MH370 was flown into water, says Canadian air crash expert
A world-leading air crash investigator has said he believes flight MH370 was deliberately flown into the sea.
Larry Vance told Australian news programme 60 Minutes that erosion along the trailing edge of recovered wing parts indicated a controlled landing.
The Boeing 777 disappeared while flying to Beijing from Kuala Lumpur with 239 people on board in March 2014.
The official investigation team has said it is investigating whether the plane was piloted in its final moments.
An Australian-led search for the missing jet has focused on an area of the ocean floor 2,000km (1,242 miles) off Australia's west coast. The zone was selected based on the theory the flight was running on autopilot after veering off course.
But an official co-ordinating the search effort told 60 Minutes the wreckage could be outside that search zone, if someone had been in control of the plane when it crashed.
Mr Vance was formerly investigator-in-charge for the Canadian Aviation Safety Board and the Transportation Safety Board of Canada, and has led more than 200 air crash investigations.
He was the chief author of a report into the 1998 SwissAir Flight 111 crash off Nova Scotia, Canada which killed 229 people. The force of that crash broke the plane into more than two million pieces.
He told 60 Minutes that an absence of such wreckage was one factor suggesting MH370 landed in controlled circumstances.
"Somebody was flying the airplane at the end of its flight," he said.
"Somebody was flying the airplane into the water. There is no other alternate theory that you can follow."
Despite the extensive search of the southern Indian Ocean, no trace of the aircraft was found until the discovery of a wing section called a flaperon on Reunion Island off Madagascar one year ago.
According to Mr Vance, photographs of the recovered flaperon show a jagged edge, suggesting high-pressure water erosion that could only be caused if someone had been guiding the plane into the ocean.

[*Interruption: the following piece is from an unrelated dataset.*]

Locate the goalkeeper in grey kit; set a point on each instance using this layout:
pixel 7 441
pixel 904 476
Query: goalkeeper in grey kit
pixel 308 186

"The force of the water is really the only thing that could make that jagged edge that we see. It wasn't broken off. If it was broken off, it would be a clean break. You couldn't even break that thing."

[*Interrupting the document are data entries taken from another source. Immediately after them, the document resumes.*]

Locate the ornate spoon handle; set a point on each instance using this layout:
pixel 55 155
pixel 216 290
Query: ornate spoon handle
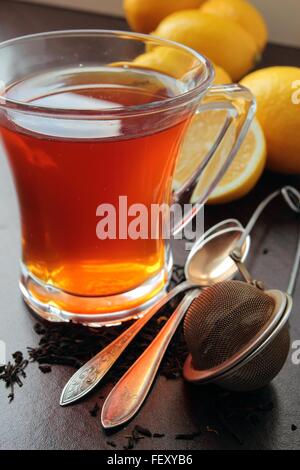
pixel 130 392
pixel 90 374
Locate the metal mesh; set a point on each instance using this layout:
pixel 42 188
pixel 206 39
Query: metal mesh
pixel 222 321
pixel 262 369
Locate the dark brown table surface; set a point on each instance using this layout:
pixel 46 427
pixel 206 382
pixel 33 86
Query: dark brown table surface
pixel 34 420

He said the fact the flaperon had apparently been deployed for landing also indicated that someone was piloting the plane when it hit the ocean.
"You cannot get the flaperon to extend any other way than if somebody extended it," he said.
"Somebody would have to select it."
'Looking for evidence'
Mr Vance's theory is the latest to emerge on what has become one of aviation's greatest unsolved mysteries.
The search for MH370 has been combing a 120,000sq km area of seabed using underwater drones and sonar equipment deployed from specialist ships.
It is expected to draw to a close by the end of the year if it does not find credible new evidence.
Peter Foley, the Australian Transport Safety Bureau's (ATSB) programme director of the search, told 60 Minutes that the type of damage the flaperon sustained provided evidence for the controlled landing theory.
Mr Foley was asked: "If there was a rogue pilot, isn't it possible that the plane was taken outside the parameters of the search area?"
He replied: "Yeah — if you guided the plane or indeed control-ditched the plane, it has an extended range, potentially."
"There is a possibility… somebody [was] in control at the end and we are actively looking for evidence to support that."
Where confirmed or suspected MH370 debris was found
1. A section of wing called a flaperon, found on Reunion Island in July 2015 - confirmed as debris in September 2015
2. Horizontal stabilizer from tail section, found between Mozambique and Madagascar in December 2015
3. Stabilizer panel with "No Step" stencil, found in Mozambique in February 2016
4. Engine cowling bearing Rolls-Royce logo, found in March 2016 in Mossel Bay, South Africa
5. Fragment of interior door panel found in Rodrigues Island, Mauritius in March 2016
6. Fragments including what appears to be a seat frame, a coat hook and other panels found on Nosy Boraha island in north-east Madagascar.